S403: correcting the initial high-frequency band signal by using a time domain global gain parameter to obtain a corrected high-frequency band time domain signal;

in one embodiment, the modified high-band time-domain signal is obtained by multiplying the initial high-band signal by a time-domain global gain parameter.

In another embodiment, step S403 may include:

weighting the energy ratio and the time domain global gain parameter to obtain a weighted value serving as a predicted global gain parameter, wherein the energy ratio is the ratio of the energy of the historical frame high-frequency band time domain signal to the energy of the current frame initial high-frequency band signal;

modifying the initial high-frequency band signal by using the predicted global gain parameter to obtain a modified high-frequency band time domain signal; i.e. the predicted global gain parameter is multiplied with the original high-band signal to obtain a modified high-band time-domain signal.

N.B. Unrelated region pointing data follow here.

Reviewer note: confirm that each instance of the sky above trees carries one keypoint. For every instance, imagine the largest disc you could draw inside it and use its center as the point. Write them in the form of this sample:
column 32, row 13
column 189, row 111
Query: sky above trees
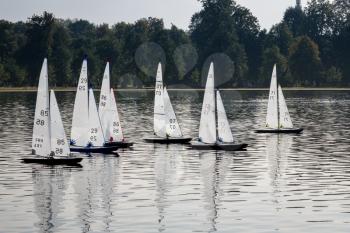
column 177, row 12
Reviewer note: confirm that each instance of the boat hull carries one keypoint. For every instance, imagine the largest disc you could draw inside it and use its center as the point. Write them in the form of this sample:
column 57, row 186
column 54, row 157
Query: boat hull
column 53, row 161
column 280, row 131
column 101, row 149
column 120, row 144
column 168, row 140
column 219, row 146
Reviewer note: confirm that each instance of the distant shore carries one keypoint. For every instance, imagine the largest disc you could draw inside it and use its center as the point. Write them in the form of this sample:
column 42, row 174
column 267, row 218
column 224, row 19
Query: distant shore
column 72, row 89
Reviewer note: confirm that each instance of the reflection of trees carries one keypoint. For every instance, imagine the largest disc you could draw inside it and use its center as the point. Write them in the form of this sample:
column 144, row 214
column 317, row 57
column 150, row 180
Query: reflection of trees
column 167, row 174
column 213, row 172
column 94, row 187
column 49, row 188
column 277, row 149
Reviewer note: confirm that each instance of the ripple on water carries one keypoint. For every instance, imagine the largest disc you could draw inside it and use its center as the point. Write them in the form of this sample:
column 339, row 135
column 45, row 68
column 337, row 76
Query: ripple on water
column 282, row 183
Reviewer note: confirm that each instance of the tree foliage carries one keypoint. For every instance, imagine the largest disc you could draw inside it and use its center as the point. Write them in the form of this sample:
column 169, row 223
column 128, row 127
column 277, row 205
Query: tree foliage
column 310, row 47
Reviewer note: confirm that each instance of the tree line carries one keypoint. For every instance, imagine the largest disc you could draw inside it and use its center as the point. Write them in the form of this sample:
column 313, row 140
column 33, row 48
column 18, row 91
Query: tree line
column 310, row 46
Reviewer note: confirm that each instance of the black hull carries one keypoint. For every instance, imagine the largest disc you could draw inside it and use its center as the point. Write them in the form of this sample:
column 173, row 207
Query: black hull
column 225, row 147
column 102, row 150
column 120, row 144
column 168, row 140
column 280, row 131
column 53, row 161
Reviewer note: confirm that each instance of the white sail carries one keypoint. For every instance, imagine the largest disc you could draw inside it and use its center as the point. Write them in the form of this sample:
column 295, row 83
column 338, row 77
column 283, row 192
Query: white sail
column 104, row 101
column 224, row 130
column 41, row 129
column 159, row 113
column 207, row 127
column 80, row 120
column 114, row 128
column 59, row 143
column 172, row 125
column 272, row 108
column 95, row 130
column 285, row 120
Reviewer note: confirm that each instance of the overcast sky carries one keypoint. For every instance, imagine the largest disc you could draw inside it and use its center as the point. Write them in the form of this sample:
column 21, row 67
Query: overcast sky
column 177, row 12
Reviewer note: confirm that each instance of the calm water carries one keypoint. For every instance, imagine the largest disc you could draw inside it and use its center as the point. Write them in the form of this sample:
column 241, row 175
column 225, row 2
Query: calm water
column 284, row 183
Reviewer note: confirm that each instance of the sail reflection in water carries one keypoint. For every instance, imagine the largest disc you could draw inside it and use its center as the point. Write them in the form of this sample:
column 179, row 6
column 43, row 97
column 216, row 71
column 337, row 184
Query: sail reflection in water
column 50, row 185
column 95, row 188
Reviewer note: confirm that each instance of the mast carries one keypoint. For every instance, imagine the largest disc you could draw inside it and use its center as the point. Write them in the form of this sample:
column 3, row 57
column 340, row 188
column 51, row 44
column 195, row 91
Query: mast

Optionally, before step S403, the method may further include:

obtaining time domain envelope parameters corresponding to the initial high-frequency band signal;

modifying the initial high-band signal with the predicted global gain parameter comprises:

and modifying the initial high-frequency band signal by utilizing the time domain envelope parameters and the time domain global gain parameters.

S404: and synthesizing the narrow-band time domain signal of the current frame and the modified high-band time domain signal and outputting the signals.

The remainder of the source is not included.